Hay quien piensa que la cultura es muy mala y propone luchar contra ella; hay quien piensa que la cultura es muy buena y se diluyen en ella; nosotros, en cambio, pensamos que la cultura puede ser una cosa o la otra y estamos obligados al discernimiento: escuchar, comprender e interpretar.

El evangelista Mateo invita a toda comunidad cristiana, también a la comunidad educativo-pastoral que forma un Centro Juvenil, a “ser sal y ser luz”. Es una manera de decir que la comunidad cristiana tiene que estar en medio de este mundo, en esta cultura, pero siendo también luz que deja ver los rasgos característicos de una comunidad cristiana, una comunidad de seguidores de Jesucristo, una comunidad siempre de contraste.

El Espíritu Santo nos inspira  y nos da energía para que mantengamos en pie el propósito de nuestros fundadores, un sentido de pertenencia en la que la identidad personal y la del cuerpo apostólico se alimentan mutuamente. Necesitamos visiones compartidas por las cuales vivir y morir y estas no pueden venirnos solo del espíritu del tiempo.

Importancia de educadores vocacionados

Todos estamos convencidos que un proyecto necesita un grupo humano sólido que lo sostenga. En el proyecto educativo-pastoral del Centro Juvenil son imprescindibles los educadores, los animadores.

En el discurso de la nueva evangelización se habla de la necesidad de nuevos educadores que encarnen aquello que trasmiten. Con una claridad sorprendente, sin minusvalorar otras perspectivas, vuelve a tomar actualidad el discurso de la vocación. Hablar de la vocación del educador es preguntarse por las motivaciones profundas que mueven a la animación; es también ayudar a dar fundamento sólido en la formación. Algunas motivaciones pueden ser más superficiales, otras pueden ser más profundas. Ayudar en ese proceso es responsabilidad de quienes acompañamos a los educadores y animadores.

Don Bosco es nuestro modelo de educador. Entre nosotros hay un slogan que tiene éxito: ‘Eduquemos con el corazón de Don Bosco’. Si miramos el corazón de Don Bosco encontramos un creyente apasionado por la misión juvenil.

Conclusiones

En el análisis que a continuación se ofrece de la realidad de nuestros Centros Juveniles puede llamar la atención la dificultad en algunos para situarse positivamente ante la fe y la vida cristiana. La realidad es siempre un punto de partida que escuchamos, acogemos e interpretamos. Nuestro modelo de educador es Don Bosco, hombre de fe, apasionado por la misión juvenil. Tenemos que tener en cuenta que Dios siempre parte de nosotros allí donde estamos. Quizás debamos pensar cómo acompañar a nuestros educadores, también a los más alejados de la fe, para que la vida cristiana se convierta en buena noticia que toque su corazón.

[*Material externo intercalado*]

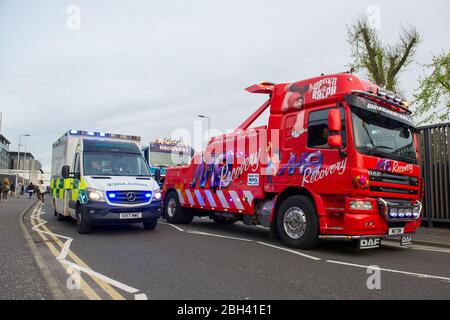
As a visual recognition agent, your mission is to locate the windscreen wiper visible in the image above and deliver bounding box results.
[373,146,394,150]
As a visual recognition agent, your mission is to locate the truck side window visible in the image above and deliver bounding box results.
[308,108,347,149]
[73,153,80,173]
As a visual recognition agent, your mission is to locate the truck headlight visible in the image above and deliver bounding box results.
[87,188,105,202]
[153,189,162,201]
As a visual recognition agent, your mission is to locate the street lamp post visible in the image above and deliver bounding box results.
[15,133,30,197]
[22,144,27,190]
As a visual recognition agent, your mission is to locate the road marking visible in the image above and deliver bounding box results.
[326,260,450,282]
[158,222,185,232]
[186,230,254,242]
[382,242,450,253]
[256,241,322,261]
[31,204,146,300]
[31,206,101,300]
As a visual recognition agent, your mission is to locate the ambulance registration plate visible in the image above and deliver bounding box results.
[119,212,142,219]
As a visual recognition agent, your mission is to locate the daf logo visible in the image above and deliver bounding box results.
[127,192,136,202]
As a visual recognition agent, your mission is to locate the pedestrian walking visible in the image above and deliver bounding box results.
[28,182,35,199]
[1,177,11,201]
[36,180,46,203]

Hace ya casi 20 años que Don Vecchi, ante los primeros momentos de desconcierto por una pastoral que no siempre daba los frutos esperados, decía que necesitamos tener algunos puntos firmes para nuestros ambientes salesianos. El destacaba dos: el proyecto educativo pastoral y los itinerarios de educación en la fe. Estas palabras, veinte años después, vuelven a tener actualidad. Más ahora en este contexto de florecer de la evangelización que se vive en la Iglesia.

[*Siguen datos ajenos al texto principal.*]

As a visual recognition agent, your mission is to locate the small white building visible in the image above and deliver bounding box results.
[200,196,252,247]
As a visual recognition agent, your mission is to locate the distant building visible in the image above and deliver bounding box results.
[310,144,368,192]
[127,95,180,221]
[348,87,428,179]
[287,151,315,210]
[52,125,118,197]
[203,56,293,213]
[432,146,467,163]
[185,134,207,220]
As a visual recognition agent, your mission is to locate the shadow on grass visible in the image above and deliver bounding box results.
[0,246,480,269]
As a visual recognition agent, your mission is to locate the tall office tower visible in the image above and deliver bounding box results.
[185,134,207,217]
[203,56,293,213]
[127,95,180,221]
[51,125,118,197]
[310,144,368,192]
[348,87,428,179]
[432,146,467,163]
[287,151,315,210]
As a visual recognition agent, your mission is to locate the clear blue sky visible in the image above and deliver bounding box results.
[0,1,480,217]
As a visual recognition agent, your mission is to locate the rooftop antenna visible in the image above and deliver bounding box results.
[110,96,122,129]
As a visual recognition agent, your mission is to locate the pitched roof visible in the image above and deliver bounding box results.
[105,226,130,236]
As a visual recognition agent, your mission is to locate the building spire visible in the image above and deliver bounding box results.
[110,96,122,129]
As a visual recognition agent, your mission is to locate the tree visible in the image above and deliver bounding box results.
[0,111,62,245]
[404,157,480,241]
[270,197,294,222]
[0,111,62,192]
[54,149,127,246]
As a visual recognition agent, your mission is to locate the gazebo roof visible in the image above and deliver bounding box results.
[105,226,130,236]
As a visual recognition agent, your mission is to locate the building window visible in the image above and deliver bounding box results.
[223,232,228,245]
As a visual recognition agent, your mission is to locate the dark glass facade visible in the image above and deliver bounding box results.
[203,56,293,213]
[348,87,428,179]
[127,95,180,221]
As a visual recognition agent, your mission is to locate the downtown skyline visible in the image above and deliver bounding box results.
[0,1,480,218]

Autor: Koldo Gutierrez. Delegado Nacional de Pastoral Juvenil salesiana. 
 

Ideas para seguir cultivando la identidad de los animadores y animadoras salesianas

(Extraído de las conclusiones y debates del 17 congreso) 

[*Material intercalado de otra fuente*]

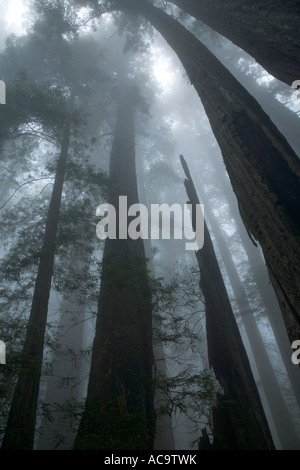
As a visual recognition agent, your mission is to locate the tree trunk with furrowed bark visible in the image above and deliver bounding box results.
[2,108,71,450]
[114,0,300,348]
[75,90,155,451]
[168,0,300,86]
[181,152,274,450]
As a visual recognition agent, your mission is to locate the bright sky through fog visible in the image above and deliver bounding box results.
[1,0,27,35]
[152,47,176,93]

  • La cultura que vivimos tiene también sus grandes oportunidades, aunque nos preocupa la indiferencia religiosa y la dificultad en adquirir una identidad sólida.

  • En nuestros fundadores descubrimos personas creyentes apasionadas por la misión juvenil.

  • La animación es un tema vocacional.

  • Necesitamos testigos creíbles, comunidades sólidas y procesos de acompañamiento también en la identidad cristiana y salesiana.

  • Es momento de valorar y vivir la espiritualidad salesiana.

  • Teniendo en cuenta, en la admisión de animadores a los equipos, establecer unos criterios mínimos de madurez humana y de apertura a la fe.  

  • Potenciar los procesos de formación, sin descuidar lo referente a la fe, renovando el itinerario de educación en la fe y los procesos de personalización.

  • Crear comunidades sólidas dónde, en su núcleo central, se haga visible una comunidad cristiana en todas sus manifestaciones.

  • Acompañar los procesos personales de maduración de animadores y jóvenes.